Rep. Karen Bass is walking back comments from four years ago praising Cuban dictator Fidel Castro now that she is being considered as a potential vice presidential pick for Joe Biden.

In a statement following Castro’s death in 2016, Bass referred to him as “Comandante en Jefe” or commander in chief in Spanish.

A Politico report that mentioned the statement sparked outrage among the Cuban American community, especially in South Florida.

“I have talked to my colleagues in the House about that, and it’s certainly something that I would not say again,” Bass said during an interview on MSNBC Sunday. “I have always supported the Cuban people, and the relationship that Barack Obama and Biden had in their administration in terms of opening up relations.”

Bass, a Democrat, is reportedly one of several minority women being vetted as a potential running mate for Biden, the party’s presumptive nominee for president. Biden has promised to pick a woman of color as his vice president.

Bass has criticized the branding behind the Black Lives Matter movement, whose co-founder described herself as a “trained Marxist,” and disavowed calls from more liberal members to defund the police.

“I told some friends that’s probably one of the worst slogans ever,” Bass said last month. “Police officers are the first ones to say r are law enforcement officers. They’re not social workers. What we have done in our country is, we have not invested in health, social, and economic problems in communities. We leave the police to pick up the pieces.”

President Trump has attempted to paint Biden as beholden to the far-left wing of the Democratic Party and suggested he is scheming with former primary opponent Sen. Bernie Sanders, a self-described socialist.

Sanders was hit with similar criticism from the Cuban American community after he offered similar praise of Castro during an interview with 60 Minutes earlier this year.

“But you know, it’s unfair to simply say everything is bad,” Sanders said. “When Fidel Castro came to office, you know what he did? He had a massive literacy program. Is that a bad thing? Even though Fidel Castro did it?”

This week, Bass called Castro’s time in power over Cuba “very troubling.”

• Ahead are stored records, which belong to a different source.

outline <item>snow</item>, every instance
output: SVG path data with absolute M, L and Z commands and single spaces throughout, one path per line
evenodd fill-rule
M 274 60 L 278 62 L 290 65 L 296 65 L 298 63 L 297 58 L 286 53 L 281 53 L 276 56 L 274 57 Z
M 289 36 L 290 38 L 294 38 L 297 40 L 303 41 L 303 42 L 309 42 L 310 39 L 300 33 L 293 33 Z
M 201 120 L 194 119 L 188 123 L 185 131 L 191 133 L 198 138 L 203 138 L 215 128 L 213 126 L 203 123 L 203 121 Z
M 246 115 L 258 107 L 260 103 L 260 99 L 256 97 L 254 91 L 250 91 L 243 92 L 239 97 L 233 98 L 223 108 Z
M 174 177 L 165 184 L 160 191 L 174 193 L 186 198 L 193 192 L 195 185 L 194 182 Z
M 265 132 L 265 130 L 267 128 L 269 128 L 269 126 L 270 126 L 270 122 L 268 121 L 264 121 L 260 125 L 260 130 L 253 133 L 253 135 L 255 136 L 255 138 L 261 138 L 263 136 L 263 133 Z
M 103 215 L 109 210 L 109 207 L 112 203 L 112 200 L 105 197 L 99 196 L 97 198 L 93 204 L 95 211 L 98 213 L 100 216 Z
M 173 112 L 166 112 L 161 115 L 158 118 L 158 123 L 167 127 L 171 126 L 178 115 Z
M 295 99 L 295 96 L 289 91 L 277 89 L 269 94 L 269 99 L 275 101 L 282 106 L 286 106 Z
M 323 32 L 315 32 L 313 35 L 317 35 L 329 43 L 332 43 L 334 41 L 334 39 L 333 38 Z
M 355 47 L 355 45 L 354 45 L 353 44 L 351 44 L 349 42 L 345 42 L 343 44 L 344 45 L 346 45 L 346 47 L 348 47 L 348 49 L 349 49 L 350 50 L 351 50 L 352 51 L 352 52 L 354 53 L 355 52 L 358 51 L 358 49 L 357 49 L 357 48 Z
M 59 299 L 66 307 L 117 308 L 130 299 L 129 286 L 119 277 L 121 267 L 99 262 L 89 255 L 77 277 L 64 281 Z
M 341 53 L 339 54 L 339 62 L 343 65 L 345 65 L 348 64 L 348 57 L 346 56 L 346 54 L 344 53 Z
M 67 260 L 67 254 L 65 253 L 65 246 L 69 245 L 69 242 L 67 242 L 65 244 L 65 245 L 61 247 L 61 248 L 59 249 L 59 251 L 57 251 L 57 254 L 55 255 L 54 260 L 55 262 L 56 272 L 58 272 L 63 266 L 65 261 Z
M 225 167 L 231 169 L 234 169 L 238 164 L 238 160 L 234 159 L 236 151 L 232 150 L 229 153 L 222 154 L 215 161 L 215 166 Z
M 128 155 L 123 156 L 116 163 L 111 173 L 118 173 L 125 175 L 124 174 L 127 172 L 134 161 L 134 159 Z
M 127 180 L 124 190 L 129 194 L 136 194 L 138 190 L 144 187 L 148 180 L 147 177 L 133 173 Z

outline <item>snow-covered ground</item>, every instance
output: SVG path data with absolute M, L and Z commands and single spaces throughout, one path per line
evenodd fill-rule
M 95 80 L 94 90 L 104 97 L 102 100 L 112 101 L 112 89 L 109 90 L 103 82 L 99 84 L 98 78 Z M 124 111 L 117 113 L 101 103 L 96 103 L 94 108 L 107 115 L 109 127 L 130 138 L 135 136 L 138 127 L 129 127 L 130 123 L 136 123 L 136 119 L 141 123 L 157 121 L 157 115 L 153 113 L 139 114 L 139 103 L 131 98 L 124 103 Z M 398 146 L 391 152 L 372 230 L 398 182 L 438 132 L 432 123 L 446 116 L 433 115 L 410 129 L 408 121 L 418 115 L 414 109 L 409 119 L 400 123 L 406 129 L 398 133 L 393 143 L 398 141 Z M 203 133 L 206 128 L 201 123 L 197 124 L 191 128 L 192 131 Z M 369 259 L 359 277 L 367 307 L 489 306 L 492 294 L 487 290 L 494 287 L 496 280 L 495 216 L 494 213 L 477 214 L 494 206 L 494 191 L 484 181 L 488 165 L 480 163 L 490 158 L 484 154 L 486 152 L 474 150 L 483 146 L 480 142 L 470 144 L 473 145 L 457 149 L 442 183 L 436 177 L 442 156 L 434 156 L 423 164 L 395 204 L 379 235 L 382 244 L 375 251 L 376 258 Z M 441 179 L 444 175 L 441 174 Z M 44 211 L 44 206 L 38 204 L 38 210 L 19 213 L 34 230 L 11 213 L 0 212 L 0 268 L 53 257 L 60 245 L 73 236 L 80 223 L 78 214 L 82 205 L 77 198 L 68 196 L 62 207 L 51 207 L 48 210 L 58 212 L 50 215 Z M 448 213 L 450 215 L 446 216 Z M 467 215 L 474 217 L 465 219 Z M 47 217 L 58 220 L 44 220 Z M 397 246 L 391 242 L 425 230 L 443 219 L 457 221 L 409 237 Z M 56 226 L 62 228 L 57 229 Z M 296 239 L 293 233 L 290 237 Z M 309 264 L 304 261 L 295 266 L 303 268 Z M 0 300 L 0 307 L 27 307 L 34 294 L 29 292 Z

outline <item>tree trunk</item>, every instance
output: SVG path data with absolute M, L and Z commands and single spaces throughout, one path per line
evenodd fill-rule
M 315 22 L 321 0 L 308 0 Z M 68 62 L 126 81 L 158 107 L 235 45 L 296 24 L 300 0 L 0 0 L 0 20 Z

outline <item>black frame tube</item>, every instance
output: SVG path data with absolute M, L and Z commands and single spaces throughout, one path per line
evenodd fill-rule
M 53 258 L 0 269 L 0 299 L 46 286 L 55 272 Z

“I happen to believe that sometimes the best way to change a regime is through having relations versus not,” she said. “For a country that is 90 miles away, for a policy that we’ve had decades [and] hasn’t worked, I think opening up relationships is the best way to go … But I certainly understand the sensitivity and, to me saying that, the understanding that the translation in Spanish communicated something completely different. Lesson learned.”